A new bid to safeguard Mississippi River amid growing environmental concerns
By Madeline Heim, Milwaukee Journal Sentinel
A proposal to create a federal funding program to protect the Mississippi River is back in front of Congress.
Democratic Sen. Tammy Baldwin of Wisconsin announced Wednesday that she plans to introduce the Mississippi River Restoration and Resilience Initiative in the Senate. Democratic Rep. Betty McCollum of Minnesota will bring the same bill forward in the House.
The proposal is nearly the same as one introduced by McCollum in 2021. It’s modeled after programs that protect other major bodies of waters across the U.S., like the Great Lakes Restoration Initiative and the Chesapeake Bay Program.
Advocates for the Mississippi River argue that the river is long overdue to have its own such program. Millions of Americans rely on it for drinking water, commerce and recreation, and its floodplains provide food and habitat for hundreds of fish and wildlife species. But it’s facing a multitude of challenges, from extreme weather to habitat loss to persistent agricultural and industrial pollution. That pollution contributes to the dead zone in the Gulf of Mexico, which last year was almost as big as Yellowstone Park.

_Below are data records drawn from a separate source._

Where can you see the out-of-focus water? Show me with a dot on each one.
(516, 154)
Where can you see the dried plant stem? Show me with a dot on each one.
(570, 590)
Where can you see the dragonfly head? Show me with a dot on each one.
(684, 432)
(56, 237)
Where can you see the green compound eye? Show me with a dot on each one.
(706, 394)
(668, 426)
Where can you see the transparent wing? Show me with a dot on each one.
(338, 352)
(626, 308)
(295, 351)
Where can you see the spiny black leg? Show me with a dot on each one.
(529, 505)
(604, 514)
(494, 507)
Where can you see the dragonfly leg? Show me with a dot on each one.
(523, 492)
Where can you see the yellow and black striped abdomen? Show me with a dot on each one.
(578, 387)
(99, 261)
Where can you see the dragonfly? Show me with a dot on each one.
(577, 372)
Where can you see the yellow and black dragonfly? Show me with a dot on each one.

Even in the past few years, the river has experienced the impacts of a changing climate, said Kelly McGinnis, executive director of the Mississippi River Network. Last spring, communities along the upper river saw near-record floodwaters, bookended by severe droughts that slowed shipping traffic to a crawl.
“If anything, since (this legislation) was first introduced, the conditions of the world we live in just keep showing us that there is an urgent need to address these problems, and they’re not solving themselves,” McGinnis said.